Minha
mãe era uma mulher muito inteligente. As pessoas sempre a procuravam
para pedir conselhos (além de recorrerem à sua incrível habilidade
de destravar as costas — ela tinha uma técnica incrível pra
isso!). De uma sabedoria e generosidade sem igual, ela conquistava a
todos que de fato prestavam atenção nela, sobretudo minhas amigas,
para quem ela virou uma espécie de conselheira. Meu pai, claro,
nunca valorizou essas qualidades, nem sequer as enxergou. Entre os
amigos cultos dele do Partido Comunista, minha mãe era vista como a
dona de casa, a mãe, a esposa, mesmo se esforçando para ser notada
além desses lugares.
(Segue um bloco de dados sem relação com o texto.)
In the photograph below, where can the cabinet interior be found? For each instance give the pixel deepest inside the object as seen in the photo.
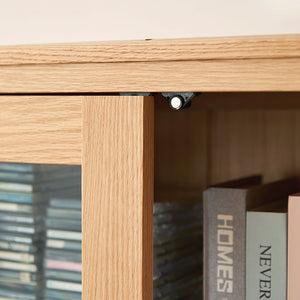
(223, 136)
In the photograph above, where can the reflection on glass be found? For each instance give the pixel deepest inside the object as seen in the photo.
(40, 232)
(177, 231)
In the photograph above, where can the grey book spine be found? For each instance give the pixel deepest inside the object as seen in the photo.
(224, 244)
(266, 255)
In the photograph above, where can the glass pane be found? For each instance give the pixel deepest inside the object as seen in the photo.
(177, 249)
(40, 232)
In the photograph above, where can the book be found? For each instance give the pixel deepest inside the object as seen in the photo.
(225, 207)
(293, 283)
(266, 255)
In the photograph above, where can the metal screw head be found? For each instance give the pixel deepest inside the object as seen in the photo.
(176, 102)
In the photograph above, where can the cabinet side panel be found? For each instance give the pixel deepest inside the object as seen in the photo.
(40, 129)
(117, 197)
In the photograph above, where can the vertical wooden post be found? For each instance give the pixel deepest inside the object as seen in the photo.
(117, 181)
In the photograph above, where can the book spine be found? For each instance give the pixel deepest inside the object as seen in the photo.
(224, 244)
(266, 255)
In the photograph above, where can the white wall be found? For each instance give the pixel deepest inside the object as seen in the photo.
(51, 21)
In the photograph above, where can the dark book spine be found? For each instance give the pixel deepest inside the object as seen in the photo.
(224, 244)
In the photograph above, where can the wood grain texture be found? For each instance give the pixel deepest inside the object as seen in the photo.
(118, 198)
(206, 76)
(272, 46)
(246, 142)
(40, 129)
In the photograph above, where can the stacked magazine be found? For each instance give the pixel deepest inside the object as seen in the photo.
(177, 232)
(29, 216)
(62, 266)
(22, 207)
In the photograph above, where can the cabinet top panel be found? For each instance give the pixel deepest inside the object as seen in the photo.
(243, 47)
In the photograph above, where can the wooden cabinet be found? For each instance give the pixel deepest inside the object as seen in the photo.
(60, 104)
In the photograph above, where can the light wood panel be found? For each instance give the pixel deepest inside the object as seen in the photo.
(180, 148)
(117, 198)
(40, 129)
(260, 141)
(272, 46)
(222, 75)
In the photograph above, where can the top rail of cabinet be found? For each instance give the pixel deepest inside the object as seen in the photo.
(151, 50)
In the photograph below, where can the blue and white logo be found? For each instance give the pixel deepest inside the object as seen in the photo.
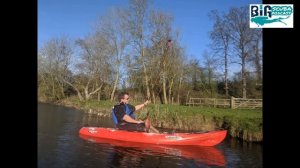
(271, 15)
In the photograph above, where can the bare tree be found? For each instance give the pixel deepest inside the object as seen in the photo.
(93, 68)
(54, 61)
(242, 37)
(210, 64)
(136, 25)
(220, 36)
(111, 27)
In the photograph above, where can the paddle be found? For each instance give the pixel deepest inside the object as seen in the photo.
(148, 122)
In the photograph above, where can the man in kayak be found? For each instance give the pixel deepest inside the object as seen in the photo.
(124, 117)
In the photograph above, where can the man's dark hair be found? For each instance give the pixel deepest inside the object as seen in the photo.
(122, 94)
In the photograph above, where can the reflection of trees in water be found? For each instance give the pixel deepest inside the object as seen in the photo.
(125, 157)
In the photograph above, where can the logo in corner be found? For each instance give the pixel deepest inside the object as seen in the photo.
(271, 16)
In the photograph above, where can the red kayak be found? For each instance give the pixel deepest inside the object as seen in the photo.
(183, 139)
(206, 155)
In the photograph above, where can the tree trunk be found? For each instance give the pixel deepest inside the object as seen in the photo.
(170, 90)
(178, 92)
(257, 63)
(115, 86)
(164, 89)
(244, 92)
(145, 75)
(226, 73)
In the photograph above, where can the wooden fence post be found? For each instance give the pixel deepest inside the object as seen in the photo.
(232, 102)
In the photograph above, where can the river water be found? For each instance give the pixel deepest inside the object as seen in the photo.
(60, 146)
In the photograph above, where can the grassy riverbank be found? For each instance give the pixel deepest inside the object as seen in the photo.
(244, 124)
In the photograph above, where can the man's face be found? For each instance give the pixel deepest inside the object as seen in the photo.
(125, 99)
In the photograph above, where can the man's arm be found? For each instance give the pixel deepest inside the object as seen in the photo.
(140, 106)
(127, 118)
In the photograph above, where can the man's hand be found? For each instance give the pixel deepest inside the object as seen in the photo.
(147, 102)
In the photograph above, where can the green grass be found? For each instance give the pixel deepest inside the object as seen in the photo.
(245, 124)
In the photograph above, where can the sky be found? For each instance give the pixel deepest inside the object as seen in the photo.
(74, 18)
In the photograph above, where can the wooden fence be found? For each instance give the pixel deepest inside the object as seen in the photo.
(234, 103)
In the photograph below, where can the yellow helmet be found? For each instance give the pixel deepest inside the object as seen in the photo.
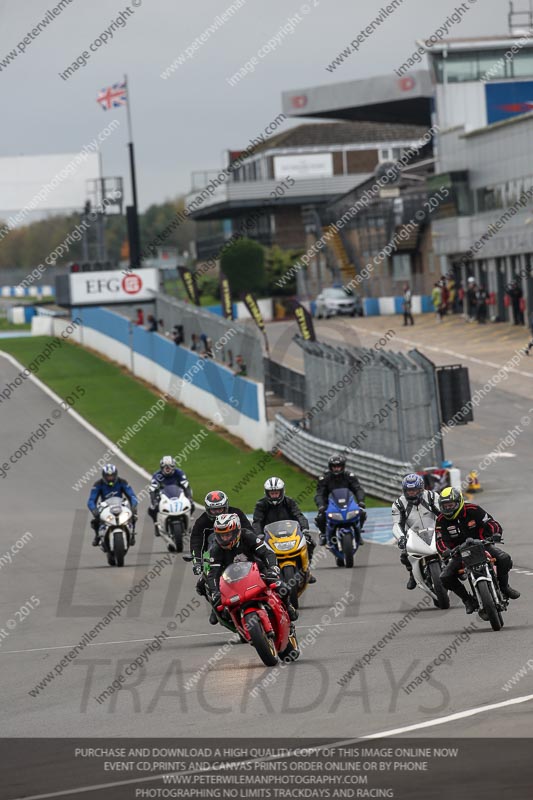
(451, 502)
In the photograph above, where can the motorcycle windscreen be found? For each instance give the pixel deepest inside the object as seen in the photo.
(237, 571)
(286, 527)
(172, 490)
(342, 498)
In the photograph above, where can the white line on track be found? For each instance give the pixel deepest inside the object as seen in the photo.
(393, 732)
(181, 636)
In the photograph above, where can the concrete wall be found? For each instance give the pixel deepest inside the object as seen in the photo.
(210, 389)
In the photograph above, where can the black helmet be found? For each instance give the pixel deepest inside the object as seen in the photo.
(216, 502)
(336, 463)
(109, 474)
(274, 490)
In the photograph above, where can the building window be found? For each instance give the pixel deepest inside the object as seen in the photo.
(521, 66)
(401, 267)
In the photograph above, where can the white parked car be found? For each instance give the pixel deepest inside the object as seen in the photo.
(331, 302)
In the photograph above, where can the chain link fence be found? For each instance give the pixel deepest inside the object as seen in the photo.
(384, 403)
(230, 339)
(379, 476)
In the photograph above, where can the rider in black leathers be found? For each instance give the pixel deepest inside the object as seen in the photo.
(336, 477)
(216, 502)
(275, 506)
(229, 541)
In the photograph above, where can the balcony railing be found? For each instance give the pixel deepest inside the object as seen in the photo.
(261, 191)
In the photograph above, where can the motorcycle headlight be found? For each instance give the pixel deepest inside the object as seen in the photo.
(287, 545)
(426, 536)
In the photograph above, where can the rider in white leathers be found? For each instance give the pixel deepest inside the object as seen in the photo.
(416, 508)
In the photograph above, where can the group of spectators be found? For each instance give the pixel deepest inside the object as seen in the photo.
(202, 344)
(447, 297)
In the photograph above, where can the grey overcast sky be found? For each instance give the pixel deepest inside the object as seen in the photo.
(187, 121)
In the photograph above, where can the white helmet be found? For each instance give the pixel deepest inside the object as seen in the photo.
(167, 465)
(274, 490)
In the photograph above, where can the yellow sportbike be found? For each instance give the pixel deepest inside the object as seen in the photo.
(289, 545)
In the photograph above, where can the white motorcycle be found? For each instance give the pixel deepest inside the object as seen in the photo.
(173, 517)
(424, 558)
(116, 528)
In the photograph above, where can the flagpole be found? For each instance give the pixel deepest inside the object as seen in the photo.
(133, 226)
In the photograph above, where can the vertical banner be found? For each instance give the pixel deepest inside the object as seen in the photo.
(305, 322)
(225, 297)
(251, 304)
(189, 281)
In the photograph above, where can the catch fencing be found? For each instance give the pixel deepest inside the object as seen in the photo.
(234, 338)
(379, 476)
(379, 402)
(284, 382)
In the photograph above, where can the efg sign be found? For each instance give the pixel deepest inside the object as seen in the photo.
(113, 286)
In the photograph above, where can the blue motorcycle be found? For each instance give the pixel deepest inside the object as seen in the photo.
(343, 526)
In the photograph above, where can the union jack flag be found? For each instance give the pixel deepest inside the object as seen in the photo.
(113, 96)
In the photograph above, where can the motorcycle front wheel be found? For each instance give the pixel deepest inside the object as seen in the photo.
(118, 549)
(288, 574)
(264, 646)
(487, 604)
(443, 600)
(347, 549)
(176, 531)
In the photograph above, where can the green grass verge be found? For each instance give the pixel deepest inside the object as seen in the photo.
(113, 401)
(5, 325)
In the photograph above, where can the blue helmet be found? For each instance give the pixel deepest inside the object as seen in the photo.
(412, 487)
(110, 474)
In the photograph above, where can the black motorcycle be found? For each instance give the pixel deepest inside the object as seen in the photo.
(479, 570)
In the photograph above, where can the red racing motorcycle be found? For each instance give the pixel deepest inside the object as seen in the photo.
(257, 613)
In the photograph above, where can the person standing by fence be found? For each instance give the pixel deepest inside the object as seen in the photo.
(436, 298)
(407, 303)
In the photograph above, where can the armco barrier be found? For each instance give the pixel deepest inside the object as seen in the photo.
(378, 475)
(212, 390)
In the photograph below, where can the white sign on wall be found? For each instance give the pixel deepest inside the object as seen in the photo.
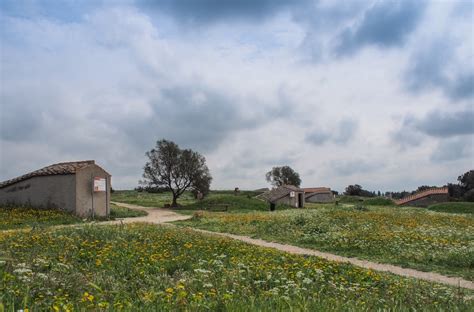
(100, 184)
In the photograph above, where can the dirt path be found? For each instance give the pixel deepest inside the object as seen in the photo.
(429, 276)
(164, 215)
(155, 215)
(161, 216)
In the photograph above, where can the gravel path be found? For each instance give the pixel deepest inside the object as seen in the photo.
(157, 215)
(429, 276)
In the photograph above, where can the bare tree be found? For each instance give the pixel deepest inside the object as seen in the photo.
(176, 169)
(283, 176)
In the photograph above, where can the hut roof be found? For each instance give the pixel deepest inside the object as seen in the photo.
(279, 192)
(55, 169)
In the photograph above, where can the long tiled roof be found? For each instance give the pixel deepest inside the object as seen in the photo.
(432, 191)
(55, 169)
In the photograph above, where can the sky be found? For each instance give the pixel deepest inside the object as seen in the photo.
(378, 93)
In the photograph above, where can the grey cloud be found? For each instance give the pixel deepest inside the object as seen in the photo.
(386, 24)
(435, 124)
(429, 69)
(440, 124)
(341, 134)
(207, 11)
(193, 116)
(354, 166)
(453, 149)
(405, 136)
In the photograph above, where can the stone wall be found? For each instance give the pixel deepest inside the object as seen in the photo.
(90, 203)
(320, 198)
(56, 191)
(428, 200)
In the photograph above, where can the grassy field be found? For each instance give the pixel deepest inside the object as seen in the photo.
(122, 212)
(371, 201)
(216, 200)
(409, 237)
(22, 217)
(150, 199)
(148, 268)
(454, 207)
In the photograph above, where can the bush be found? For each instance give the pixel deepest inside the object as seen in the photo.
(469, 196)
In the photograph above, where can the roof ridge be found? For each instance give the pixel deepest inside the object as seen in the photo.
(61, 168)
(421, 194)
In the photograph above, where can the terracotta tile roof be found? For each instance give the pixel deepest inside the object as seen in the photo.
(317, 190)
(279, 192)
(433, 191)
(55, 169)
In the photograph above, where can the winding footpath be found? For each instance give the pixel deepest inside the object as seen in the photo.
(163, 216)
(159, 216)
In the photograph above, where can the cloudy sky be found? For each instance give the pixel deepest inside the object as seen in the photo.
(379, 93)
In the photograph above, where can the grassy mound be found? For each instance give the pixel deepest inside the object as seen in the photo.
(147, 268)
(372, 201)
(122, 212)
(235, 203)
(379, 201)
(13, 217)
(453, 207)
(409, 237)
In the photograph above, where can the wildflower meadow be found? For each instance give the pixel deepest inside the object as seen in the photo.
(144, 267)
(410, 237)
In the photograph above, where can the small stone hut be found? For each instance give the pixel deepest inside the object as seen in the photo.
(318, 195)
(80, 187)
(286, 195)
Estar entre os homens que pregavam a revolução
poderia significar ter de se confrontar com sua suposta falta de
talento ou inteligência, na qual foi convencida a acreditar.
Parafraseando
Simone de Beauvoir, as mulheres têm dificuldades de se libertar de
situações opressoras porque não as veem como algo a ser
transcendido ou ultrapassado, mas como fruto do destino. Ela se
conformou em ficar com as pessoas que estavam habituadas a dobrar
calças e passar camisas. Entre elas, minha mãe sempre seria a
sábia, a grande conselheira, um talento em vias de ser descoberto, a
eterna intelectual em potência. A tristeza e a invisibilidade a
corroeram a ponto de ela se sentir importante se alguém lhe
entregava um simples santinho de candidato na feira.
Dona
Erani foi uma mulher com os pés rachados e os olhos tristes. E foram
raras as vezes que alguém, em vez de olhá-la com desprezo ou
desdém, perguntou qual era a história por trás daqueles olhos
castanho-escuros. Certa vez, uma vizinha comentou: “Que pé
horrível, Erani, todo rachado!”, numa tentativa de diminuí-la ou
de simplesmente gritar uma opinião não requisitada que fez minha
mãe comprar todos os times de cremes e lixas. A vizinha poderia ter
aceitado a feiura deles, ou até ter visto beleza, se tivesse
questionado por onde aqueles pés haviam andado.